Mehrere Figuren, die aus einem Schwarz-Weiß-Foto zu stammen scheinen, befinden sich auf einem runden Rasenstück. Drei von ihnen arbeiten akribisch an einem Stück Wand, das aber bereits abzublättern droht und scheinbar schon ein Bild enthält. Rund um diese Szene rollen sich auf einem Untergrund aus Seifenblasen mehrere Bilder auf, die beispielsweise den Graffiti-Schriftzug „Freiheit“ zeigen oder ein Urlaubsfoto. Der Titel „Untold Stories“ im Bild deutet daraufhin, dass die Geschichten der sogenannten Wende vielfältig sind.
Wo?
Georg-Schumann-Straße 25
04155 Leipzig
Denkmalgeschütztes Graffito in der Südvorstadt
Dass Street-Art es oft nicht leicht hat, beweist auch die „Madonna mit Kind“ von Blek le Rat. Geboren wurde der Künstler als Xavier Prou südwestlich von Paris und studierte Grafik und Architektur in der französischen Hauptstadt. Heute gilt er als einer der Pioniere der Street Art und als Urvater der Stencil-Kunst, also das Sprayen mit Schablone, für die auch der berühmte Banksy bekannt ist. Er begann zunächst mit kleinformatigen Motiven wie Ratten. Doch später brachte er auch immer wieder religiöse Motive an die Wände.
1991 hielt sich der Künstler für ein Graffiti-Festival in Leipzig auf, wo er auch seine spätere Frau kennenlernte.
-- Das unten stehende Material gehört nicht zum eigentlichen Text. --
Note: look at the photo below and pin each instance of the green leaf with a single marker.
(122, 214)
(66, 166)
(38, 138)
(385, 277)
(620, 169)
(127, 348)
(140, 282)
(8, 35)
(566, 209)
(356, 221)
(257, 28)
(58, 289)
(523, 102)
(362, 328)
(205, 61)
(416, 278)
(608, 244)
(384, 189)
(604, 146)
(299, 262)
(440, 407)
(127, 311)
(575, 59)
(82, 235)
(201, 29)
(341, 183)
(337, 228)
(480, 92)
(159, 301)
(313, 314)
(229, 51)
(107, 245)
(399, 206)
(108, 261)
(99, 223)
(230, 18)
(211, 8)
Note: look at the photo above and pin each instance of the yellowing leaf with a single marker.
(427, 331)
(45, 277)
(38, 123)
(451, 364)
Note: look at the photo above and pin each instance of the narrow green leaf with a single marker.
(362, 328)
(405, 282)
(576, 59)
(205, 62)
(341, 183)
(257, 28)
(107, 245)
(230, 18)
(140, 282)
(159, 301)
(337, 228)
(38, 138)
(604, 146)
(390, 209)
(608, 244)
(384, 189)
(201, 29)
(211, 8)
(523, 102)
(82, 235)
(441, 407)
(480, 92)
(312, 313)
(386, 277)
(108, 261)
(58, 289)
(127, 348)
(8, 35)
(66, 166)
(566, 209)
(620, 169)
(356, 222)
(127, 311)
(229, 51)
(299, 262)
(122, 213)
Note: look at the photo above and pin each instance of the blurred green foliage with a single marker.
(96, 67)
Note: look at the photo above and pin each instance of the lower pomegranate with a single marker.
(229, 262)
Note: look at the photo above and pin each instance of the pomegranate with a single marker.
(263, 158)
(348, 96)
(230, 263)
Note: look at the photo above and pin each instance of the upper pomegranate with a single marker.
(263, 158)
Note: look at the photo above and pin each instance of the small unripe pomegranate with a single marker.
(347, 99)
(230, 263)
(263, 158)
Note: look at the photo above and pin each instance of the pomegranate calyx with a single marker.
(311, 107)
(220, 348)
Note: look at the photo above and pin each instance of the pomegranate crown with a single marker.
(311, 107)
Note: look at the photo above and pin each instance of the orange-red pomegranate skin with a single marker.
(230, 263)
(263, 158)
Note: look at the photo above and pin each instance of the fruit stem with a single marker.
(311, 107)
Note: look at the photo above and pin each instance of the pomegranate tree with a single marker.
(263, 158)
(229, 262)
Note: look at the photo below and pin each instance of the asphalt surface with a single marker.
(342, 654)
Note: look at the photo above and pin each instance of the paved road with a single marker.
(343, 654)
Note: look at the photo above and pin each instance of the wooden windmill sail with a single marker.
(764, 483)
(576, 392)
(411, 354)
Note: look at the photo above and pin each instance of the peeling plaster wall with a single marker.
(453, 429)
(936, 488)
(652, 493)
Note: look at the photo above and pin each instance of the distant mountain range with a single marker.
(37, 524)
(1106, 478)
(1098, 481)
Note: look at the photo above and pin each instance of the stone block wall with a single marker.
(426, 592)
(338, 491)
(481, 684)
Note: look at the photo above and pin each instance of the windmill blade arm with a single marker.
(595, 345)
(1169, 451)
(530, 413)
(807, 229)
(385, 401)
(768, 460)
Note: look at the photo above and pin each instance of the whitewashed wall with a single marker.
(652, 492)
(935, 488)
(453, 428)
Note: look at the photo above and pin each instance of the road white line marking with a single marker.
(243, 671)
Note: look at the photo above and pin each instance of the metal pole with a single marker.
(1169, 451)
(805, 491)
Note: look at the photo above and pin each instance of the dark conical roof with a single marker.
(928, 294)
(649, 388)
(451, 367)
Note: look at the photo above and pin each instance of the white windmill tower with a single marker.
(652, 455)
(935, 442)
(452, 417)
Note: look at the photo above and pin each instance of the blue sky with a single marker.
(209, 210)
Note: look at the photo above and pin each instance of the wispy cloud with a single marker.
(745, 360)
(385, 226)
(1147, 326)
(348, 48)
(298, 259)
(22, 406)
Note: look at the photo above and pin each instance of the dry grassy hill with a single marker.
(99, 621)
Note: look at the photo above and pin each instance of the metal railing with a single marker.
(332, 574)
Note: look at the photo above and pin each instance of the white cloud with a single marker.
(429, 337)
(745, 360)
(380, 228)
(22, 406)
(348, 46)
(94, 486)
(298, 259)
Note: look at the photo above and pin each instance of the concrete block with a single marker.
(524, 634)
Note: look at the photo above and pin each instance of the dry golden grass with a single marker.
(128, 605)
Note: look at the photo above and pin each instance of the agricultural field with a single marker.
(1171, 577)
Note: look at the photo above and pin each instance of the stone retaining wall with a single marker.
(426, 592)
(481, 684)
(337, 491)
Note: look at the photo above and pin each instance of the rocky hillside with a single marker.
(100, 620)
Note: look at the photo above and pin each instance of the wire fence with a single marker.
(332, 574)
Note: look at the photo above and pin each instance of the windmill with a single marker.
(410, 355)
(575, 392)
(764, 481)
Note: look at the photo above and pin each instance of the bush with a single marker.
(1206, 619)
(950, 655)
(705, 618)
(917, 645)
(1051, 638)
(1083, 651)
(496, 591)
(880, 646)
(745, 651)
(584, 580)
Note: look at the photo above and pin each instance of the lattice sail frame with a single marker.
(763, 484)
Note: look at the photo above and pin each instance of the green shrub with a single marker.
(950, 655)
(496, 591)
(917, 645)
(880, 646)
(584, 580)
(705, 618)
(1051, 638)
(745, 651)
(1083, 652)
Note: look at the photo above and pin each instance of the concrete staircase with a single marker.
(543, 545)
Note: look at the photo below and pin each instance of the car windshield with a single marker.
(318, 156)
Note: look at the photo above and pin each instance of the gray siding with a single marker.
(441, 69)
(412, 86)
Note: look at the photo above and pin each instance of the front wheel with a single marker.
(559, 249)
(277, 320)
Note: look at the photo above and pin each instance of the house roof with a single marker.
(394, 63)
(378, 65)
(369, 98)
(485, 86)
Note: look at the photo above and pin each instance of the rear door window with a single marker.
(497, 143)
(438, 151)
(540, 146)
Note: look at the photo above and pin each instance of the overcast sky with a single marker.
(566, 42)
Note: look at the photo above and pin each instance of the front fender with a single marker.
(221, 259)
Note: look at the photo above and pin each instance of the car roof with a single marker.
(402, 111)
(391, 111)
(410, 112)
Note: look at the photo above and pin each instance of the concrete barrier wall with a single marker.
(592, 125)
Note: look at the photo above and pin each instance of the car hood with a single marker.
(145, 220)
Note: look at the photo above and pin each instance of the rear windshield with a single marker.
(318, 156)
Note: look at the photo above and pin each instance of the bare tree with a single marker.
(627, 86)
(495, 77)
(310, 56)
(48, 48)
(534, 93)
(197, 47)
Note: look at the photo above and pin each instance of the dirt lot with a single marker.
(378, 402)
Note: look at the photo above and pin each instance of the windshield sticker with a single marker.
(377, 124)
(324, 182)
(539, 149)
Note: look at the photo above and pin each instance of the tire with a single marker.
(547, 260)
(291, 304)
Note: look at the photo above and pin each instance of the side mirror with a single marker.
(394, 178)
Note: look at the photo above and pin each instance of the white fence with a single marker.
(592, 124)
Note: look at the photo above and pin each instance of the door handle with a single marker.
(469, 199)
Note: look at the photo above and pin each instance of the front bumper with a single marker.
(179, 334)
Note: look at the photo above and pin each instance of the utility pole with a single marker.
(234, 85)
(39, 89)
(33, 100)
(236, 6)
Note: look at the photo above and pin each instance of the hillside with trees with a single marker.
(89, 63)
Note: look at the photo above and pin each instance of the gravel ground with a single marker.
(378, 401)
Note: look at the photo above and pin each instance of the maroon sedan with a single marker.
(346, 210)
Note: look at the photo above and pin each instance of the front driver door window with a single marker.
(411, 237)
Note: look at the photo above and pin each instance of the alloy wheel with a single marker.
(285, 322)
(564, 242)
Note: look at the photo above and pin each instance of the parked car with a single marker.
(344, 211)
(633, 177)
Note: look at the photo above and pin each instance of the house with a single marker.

Ihr widmete er seine „Madonna mit Kind“, für die er sich von Caravaggios „Madonna der Pilgerer“ inspirieren ließ. Das Werk schien den Weg aller Straßenkunst zu gehen und verschwand. Doch eine Leipzigerin entdeckte das Werk 2012 wieder, als die Wand für eine Sanierung von Plakaten gereinigt wurde.
Der Künstler kehrte nach Leipzig zurück und erneuerte seine Arbeit. Es sei seine älteste erhaltene, wie er selbst meint. Inzwischen steht das Wandbild unter Denkmal-Schutz – als eine der wenigen Graffiti-Arbeiten in ganz Deutschland. Somit ist es auch ein Sinnbild dafür, wie schmal der Grat zwischen Schmiererei und Kunst sein kann.
Wo?
Karl-Liebknecht-Straße 7
04107 Leipzig
„Friedensfenster“ von David Schnell in der Thomaskirche
Bereits 1998 entstanden Pläne für ein neues Fenster an der Südseite der Leipziger Thomaskirche. Als die Finanzierung dafür im Jahr 2006 gesichert war, konnte sich David Schnell mit seinem Entwurf durchsetzen. Der Künstler wurde 1971 in der Nähe von Köln geboren und studierte an der Leipziger Hochschule für Grafik und Buchkunst unter anderem bei Arno Rink. Sein „Friedensfenster“ steht in einer Reihe mit Personalfenstern, die beispielsweise den Reformator Martin Luther oder den Komponisten Felix Mendelssohn-Bartholdy zeigen und die dort bei einer umfassenden Umgestaltung der Kirche im 19. Jahrhundert eingesetzt wurden. Doch sollte sich das neue Fenster bewusst von dem neugotischen Stil absetzen.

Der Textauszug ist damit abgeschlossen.